La casa se llenó de gente y llegada la madrugada alguien de la familia preguntó a los asistentes al duelo si querrían tomar una taza de caldo. Para sorpresa general, el niño que aparentemente estaba muerto se incorporó en el ataúd y dijo con voz muy clara: " Eu tamen quero caldo". El susto fue morrocotudo en un primer momento, pero luego se convirtió rápidamente en alegría ante aquella inesperada resurrección. Hoy en día ya nadie organiza un velatorio en casa y de esa cuestión se encarga una empresa privada que dispone de una instalación llamada tanatorio, donde se realiza todo el ceremonial, desde la recepción del cadáver hasta su maquillado, exposición y posterior enterramiento o incineración, según sea la voluntad del difunto o de su familia.

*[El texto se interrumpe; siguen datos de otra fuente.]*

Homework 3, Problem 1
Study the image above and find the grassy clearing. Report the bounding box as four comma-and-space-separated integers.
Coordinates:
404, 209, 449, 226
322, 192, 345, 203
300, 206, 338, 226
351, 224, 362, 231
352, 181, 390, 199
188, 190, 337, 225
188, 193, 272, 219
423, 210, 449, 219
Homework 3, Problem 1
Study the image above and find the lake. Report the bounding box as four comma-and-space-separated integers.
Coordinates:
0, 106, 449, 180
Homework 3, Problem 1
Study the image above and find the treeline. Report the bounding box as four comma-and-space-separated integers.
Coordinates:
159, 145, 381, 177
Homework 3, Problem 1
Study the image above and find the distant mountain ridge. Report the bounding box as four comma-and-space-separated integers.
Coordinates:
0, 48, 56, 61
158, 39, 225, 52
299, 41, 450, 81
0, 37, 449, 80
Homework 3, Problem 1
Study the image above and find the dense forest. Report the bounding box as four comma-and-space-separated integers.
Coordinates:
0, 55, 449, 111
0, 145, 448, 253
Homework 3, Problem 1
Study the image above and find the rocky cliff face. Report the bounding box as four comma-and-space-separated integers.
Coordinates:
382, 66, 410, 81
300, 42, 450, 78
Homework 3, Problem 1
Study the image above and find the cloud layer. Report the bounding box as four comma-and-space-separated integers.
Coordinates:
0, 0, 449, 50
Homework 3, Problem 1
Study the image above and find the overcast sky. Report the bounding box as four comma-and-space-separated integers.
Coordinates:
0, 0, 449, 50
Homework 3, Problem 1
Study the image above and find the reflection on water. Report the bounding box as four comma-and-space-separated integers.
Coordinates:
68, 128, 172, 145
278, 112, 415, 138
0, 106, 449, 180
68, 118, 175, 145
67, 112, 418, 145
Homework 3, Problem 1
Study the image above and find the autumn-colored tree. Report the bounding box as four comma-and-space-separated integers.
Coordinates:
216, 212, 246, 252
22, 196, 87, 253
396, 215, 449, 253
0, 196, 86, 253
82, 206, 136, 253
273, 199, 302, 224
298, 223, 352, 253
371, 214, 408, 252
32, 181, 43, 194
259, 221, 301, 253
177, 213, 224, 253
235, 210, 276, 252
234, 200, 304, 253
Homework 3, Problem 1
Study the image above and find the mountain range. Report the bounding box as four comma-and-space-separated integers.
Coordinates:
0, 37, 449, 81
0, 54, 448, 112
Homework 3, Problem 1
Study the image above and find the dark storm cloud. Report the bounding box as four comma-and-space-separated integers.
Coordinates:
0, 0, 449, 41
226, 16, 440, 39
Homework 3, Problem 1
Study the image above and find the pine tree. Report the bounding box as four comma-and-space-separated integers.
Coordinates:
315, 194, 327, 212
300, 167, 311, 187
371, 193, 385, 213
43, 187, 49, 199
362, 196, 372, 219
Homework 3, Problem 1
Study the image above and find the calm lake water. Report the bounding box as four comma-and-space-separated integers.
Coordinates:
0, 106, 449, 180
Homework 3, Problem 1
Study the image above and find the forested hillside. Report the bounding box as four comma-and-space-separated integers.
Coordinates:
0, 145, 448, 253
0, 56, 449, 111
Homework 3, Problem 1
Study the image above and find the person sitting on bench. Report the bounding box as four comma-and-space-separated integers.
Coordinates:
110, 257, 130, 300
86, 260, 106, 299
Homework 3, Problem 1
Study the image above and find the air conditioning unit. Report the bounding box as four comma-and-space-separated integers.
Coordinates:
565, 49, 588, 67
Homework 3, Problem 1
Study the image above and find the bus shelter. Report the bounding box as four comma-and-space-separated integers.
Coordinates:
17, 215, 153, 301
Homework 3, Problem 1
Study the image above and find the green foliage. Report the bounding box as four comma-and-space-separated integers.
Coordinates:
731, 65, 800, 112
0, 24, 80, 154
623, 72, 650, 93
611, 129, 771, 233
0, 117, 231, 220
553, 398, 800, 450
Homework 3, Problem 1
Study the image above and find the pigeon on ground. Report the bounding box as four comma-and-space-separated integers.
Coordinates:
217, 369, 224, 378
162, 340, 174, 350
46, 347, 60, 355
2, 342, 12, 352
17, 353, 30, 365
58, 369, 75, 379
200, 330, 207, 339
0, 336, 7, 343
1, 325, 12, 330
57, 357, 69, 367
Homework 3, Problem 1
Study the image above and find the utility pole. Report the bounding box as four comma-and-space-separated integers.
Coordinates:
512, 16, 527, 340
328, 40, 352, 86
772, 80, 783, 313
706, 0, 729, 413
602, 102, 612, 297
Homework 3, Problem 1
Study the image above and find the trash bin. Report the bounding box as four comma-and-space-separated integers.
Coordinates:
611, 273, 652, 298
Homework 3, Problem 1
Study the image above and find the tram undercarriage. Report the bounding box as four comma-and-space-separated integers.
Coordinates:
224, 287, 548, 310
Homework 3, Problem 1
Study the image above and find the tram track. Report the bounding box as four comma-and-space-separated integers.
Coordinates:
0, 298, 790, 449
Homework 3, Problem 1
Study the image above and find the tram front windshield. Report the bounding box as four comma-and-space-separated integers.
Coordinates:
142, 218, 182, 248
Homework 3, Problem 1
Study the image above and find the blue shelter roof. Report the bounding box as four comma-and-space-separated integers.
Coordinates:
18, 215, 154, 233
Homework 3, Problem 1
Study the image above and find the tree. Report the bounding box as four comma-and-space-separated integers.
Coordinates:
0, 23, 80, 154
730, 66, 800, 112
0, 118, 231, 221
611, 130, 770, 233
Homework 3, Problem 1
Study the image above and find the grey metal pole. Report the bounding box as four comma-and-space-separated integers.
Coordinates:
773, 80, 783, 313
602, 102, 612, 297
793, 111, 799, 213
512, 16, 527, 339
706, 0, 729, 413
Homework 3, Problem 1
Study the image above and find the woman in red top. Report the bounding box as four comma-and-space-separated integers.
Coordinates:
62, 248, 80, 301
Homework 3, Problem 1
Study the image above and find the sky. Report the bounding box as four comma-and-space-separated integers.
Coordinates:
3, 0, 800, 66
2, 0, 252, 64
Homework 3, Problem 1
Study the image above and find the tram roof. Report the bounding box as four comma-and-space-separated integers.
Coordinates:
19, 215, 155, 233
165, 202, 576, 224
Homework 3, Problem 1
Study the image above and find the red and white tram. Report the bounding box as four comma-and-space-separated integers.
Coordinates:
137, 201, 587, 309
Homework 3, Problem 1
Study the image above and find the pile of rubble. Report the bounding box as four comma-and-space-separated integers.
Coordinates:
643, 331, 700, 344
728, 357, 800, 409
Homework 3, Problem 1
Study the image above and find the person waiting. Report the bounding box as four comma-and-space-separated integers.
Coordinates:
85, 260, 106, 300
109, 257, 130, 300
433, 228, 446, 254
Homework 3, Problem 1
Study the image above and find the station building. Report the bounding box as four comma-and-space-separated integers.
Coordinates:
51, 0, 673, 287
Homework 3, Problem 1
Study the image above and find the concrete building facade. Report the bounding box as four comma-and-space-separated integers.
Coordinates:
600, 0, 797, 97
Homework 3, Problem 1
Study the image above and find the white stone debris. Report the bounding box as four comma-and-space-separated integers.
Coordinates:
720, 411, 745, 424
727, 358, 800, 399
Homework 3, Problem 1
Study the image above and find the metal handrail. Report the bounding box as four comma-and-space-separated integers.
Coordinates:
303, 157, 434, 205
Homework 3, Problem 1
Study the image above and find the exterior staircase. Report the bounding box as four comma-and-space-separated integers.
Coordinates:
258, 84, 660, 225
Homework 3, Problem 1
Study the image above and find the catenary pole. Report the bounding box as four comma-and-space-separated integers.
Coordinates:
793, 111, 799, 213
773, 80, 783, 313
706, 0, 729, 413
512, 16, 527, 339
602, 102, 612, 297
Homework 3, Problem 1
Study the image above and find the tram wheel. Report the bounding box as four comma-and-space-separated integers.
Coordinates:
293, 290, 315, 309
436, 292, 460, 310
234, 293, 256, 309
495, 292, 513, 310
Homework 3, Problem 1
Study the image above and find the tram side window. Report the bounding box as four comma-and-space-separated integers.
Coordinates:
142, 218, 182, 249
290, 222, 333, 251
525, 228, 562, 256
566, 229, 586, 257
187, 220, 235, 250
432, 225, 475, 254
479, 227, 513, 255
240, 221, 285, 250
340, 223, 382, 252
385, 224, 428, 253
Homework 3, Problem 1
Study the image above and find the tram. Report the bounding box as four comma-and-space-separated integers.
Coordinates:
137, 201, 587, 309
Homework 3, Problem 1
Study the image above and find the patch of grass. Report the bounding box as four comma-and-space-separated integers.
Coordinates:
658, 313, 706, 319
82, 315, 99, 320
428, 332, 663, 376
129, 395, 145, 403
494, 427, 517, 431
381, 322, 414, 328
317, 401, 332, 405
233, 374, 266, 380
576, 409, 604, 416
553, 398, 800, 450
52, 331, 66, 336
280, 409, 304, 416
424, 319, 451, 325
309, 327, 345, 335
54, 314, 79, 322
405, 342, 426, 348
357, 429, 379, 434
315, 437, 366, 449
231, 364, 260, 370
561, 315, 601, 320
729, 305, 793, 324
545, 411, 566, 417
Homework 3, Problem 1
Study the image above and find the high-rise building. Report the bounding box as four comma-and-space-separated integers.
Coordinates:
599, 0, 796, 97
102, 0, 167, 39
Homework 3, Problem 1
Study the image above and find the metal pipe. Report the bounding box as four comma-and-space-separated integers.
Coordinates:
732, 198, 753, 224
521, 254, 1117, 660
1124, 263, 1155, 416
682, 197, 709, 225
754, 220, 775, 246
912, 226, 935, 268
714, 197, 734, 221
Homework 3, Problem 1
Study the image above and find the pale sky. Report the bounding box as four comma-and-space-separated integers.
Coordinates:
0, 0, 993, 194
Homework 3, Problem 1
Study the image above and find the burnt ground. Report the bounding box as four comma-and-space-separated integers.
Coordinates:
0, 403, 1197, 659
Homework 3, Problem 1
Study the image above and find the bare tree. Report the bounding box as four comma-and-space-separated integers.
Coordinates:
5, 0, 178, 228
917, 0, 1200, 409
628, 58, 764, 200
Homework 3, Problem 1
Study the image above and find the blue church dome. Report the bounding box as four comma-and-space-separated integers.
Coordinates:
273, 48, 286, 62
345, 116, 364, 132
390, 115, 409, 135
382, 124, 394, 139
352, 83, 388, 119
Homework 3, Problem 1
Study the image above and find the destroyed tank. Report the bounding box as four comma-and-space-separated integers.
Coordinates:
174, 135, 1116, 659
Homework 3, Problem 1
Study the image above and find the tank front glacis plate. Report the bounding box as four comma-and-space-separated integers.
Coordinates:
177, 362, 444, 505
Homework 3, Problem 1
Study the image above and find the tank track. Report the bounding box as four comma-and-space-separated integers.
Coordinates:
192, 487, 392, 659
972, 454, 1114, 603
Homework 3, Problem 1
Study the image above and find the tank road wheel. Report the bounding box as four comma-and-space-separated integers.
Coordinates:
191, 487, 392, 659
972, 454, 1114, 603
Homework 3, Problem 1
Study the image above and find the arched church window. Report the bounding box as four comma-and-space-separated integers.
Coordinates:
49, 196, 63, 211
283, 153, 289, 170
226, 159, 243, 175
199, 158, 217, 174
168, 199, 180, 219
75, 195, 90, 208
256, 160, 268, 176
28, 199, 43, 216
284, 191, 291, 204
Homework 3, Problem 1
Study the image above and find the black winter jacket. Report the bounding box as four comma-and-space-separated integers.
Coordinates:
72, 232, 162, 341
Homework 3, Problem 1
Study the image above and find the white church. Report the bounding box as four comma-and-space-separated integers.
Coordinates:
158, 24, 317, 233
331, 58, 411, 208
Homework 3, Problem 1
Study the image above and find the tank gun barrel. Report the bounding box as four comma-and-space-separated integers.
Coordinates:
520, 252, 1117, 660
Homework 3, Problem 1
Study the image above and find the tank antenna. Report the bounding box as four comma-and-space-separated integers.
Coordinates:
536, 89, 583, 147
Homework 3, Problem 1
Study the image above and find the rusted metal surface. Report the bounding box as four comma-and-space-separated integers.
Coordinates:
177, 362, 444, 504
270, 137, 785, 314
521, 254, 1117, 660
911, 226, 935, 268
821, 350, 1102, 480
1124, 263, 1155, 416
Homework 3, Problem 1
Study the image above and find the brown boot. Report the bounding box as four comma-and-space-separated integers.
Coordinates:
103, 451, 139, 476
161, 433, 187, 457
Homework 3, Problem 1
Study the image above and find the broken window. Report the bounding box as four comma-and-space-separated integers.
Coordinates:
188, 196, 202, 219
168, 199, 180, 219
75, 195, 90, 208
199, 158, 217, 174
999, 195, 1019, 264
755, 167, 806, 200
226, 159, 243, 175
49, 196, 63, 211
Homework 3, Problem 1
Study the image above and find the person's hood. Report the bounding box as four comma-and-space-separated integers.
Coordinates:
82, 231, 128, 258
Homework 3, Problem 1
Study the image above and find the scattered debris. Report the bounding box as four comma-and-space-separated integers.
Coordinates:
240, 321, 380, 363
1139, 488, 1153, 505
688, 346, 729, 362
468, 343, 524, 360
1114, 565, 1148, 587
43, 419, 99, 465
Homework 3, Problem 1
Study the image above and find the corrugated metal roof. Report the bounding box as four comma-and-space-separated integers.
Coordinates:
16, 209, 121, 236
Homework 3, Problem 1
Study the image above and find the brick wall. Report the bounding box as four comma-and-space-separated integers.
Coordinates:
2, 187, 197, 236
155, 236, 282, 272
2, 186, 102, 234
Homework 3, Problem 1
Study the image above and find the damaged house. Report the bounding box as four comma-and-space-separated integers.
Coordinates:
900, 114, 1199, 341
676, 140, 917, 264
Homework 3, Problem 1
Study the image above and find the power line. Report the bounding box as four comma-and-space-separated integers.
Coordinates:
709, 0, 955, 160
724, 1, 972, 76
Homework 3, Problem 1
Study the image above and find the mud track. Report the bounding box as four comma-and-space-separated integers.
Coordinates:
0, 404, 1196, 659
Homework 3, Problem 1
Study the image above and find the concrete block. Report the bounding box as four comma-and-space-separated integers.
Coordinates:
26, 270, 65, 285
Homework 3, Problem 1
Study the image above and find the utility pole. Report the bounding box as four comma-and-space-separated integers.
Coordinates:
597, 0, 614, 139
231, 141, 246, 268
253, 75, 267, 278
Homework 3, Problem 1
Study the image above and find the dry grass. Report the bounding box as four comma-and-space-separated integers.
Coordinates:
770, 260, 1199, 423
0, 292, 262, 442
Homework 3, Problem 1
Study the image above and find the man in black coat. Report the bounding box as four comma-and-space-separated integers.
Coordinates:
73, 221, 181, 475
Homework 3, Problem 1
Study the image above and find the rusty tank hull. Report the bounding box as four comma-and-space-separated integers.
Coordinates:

Y ya nadie se pasa la última noche velando el cadáver como antaño. Llegada cierta hora, la familia cierra con llave el departamento donde reposa el muerto y hasta el día siguiente. Y si se diera el caso de que al difunto le apeteciese una taza de caldo de madrugada pues no habrá nadie allí que se la proporcione. La relación de los vivos con los muertos, y sus rituales, ha experimentado grandes transformaciones. El escritor Philippe Aries en su libro "Historia de la muerte en Occidente. Desde la Edad Media hasta nuestros días" dice lo siguiente: " El decoro prohibe ahora cualquier referencia a a la muerte. Resulta mórbida, se habla como si no existiera. Hay simplemente gente que desaparece, y de la que ya no se habla, y de la que se volverá a escribir quizá más tarde, cuando se haya olvidado que está muerta". Parece una observación muy acertada.